Alcohol and Cancer

alcoholic drinksJust one or two drinks can increase your cancer risk or make an existing tumor grow faster.

We all know drinking to excess is bad for us. Now there’s a reason to cut out alcohol consumption altogether: It may cause tumors to grow faster. According to a report in Medical News Today, cardiovascular physiologist Dr. Jian-Wei Gu found the connection completely by accident.

“Scientists have known for a hundred years that there was a strong association between alcohol consumption and several types of cancer,” Gu said. But it’s one thing to know there’s a connection, it’s another to prove it. Gu said he was able to do what those before him couldn’t: show how alcohol consumption actually causes tumor growth. As a result, his research has already been sited in USA Today, Science News, New Scientist and on CBS News.

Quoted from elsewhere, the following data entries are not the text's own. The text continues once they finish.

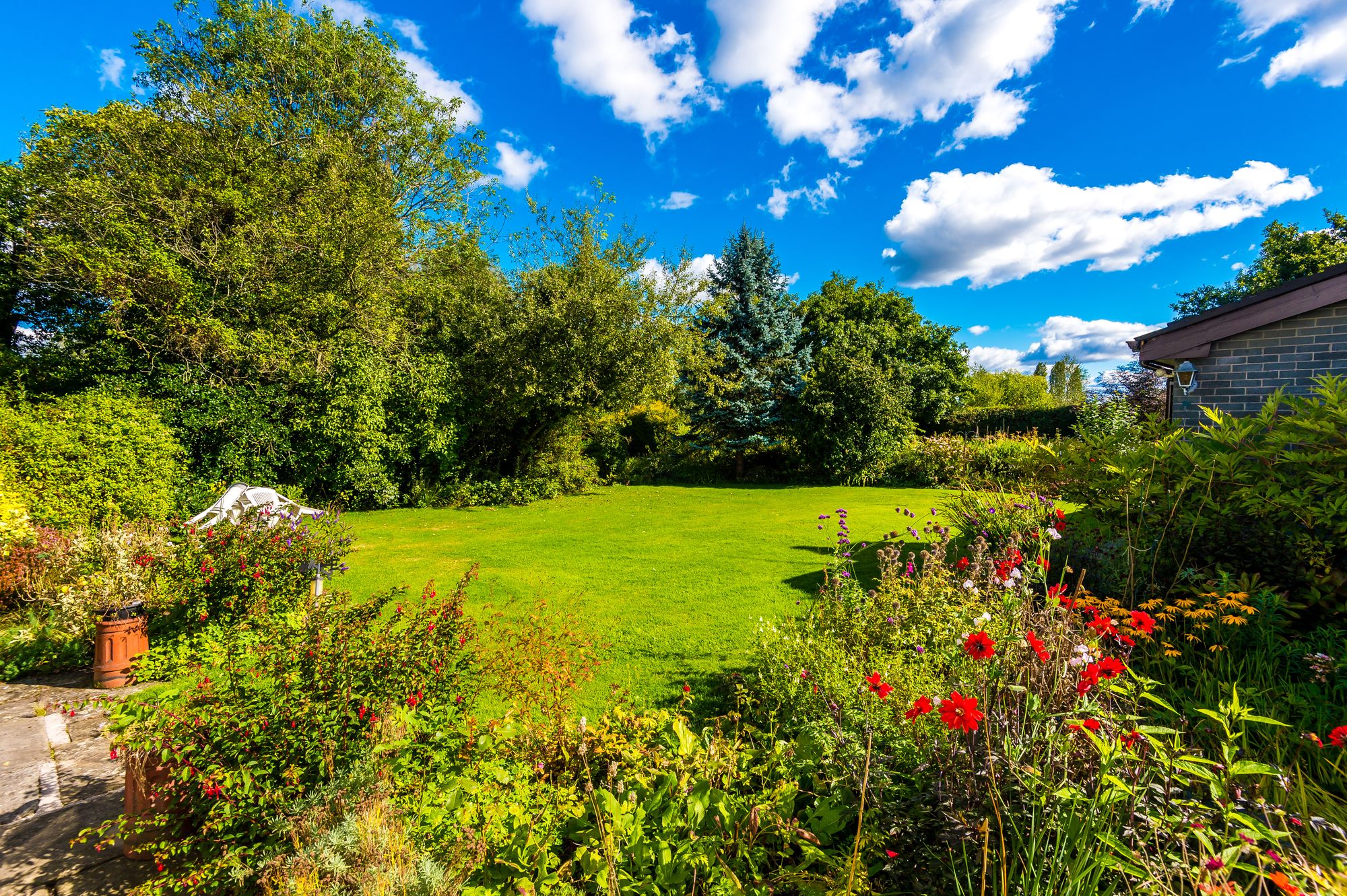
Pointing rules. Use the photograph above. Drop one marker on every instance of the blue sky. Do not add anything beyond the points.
(1049, 171)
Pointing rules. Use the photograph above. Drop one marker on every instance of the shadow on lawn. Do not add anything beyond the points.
(865, 559)
(712, 696)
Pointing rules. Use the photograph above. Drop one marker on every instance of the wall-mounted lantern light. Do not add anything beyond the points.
(1187, 377)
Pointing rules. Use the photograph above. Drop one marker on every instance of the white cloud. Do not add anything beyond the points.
(957, 53)
(111, 65)
(351, 11)
(597, 53)
(993, 358)
(518, 166)
(996, 114)
(1321, 50)
(698, 268)
(763, 40)
(412, 31)
(1243, 59)
(818, 197)
(992, 228)
(678, 199)
(437, 86)
(1086, 341)
(1152, 5)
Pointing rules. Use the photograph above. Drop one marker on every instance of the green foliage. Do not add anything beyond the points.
(292, 707)
(954, 462)
(258, 567)
(1221, 495)
(1066, 382)
(1007, 389)
(923, 361)
(853, 417)
(91, 456)
(1046, 421)
(755, 359)
(1287, 253)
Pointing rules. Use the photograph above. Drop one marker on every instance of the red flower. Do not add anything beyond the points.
(921, 707)
(961, 714)
(1111, 668)
(879, 687)
(1143, 622)
(980, 646)
(1284, 885)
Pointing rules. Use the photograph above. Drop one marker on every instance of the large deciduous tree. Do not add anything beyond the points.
(1287, 253)
(755, 357)
(249, 233)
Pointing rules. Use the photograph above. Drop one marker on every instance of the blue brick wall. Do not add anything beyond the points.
(1245, 369)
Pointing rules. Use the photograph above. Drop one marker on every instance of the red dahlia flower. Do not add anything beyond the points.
(980, 646)
(921, 707)
(1143, 622)
(1111, 668)
(961, 714)
(879, 687)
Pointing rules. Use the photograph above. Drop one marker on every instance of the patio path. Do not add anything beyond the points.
(57, 780)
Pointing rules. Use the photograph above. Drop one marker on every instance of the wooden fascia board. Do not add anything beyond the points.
(1310, 298)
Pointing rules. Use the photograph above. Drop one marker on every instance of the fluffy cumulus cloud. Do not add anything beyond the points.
(412, 32)
(517, 166)
(1321, 50)
(992, 228)
(611, 48)
(993, 358)
(111, 65)
(949, 54)
(678, 199)
(818, 197)
(1086, 341)
(434, 83)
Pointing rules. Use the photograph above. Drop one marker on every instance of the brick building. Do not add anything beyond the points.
(1241, 353)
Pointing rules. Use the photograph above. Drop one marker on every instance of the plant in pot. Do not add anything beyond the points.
(117, 584)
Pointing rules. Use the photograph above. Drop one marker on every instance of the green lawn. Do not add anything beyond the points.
(673, 578)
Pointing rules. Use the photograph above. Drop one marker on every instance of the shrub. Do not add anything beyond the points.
(91, 456)
(1175, 499)
(983, 421)
(294, 710)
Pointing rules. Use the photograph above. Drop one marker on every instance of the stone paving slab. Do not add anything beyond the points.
(84, 789)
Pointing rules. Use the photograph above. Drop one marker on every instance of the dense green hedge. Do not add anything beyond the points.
(90, 456)
(1047, 421)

Alcohol consumption seems to be a risk factor even for breast cancer. But experiments in the lab have failed until now to show the effects in animals that observers knew to be true in humans. The problem was that past researchers were using too much alcohol, causing the animals to waste away without showing abnormal tumor growth.

Gu fed his subjects the equivalent of one or two drinks a day in humans (previous studies used 20 times that amount). Using what he terms “physiologically relevant” levels of alcohol, he was able to stimulate tumor growth in both chick embryos and in mice.

It’s just one more reason to pass on happy hour tonight or opt for a seltzer.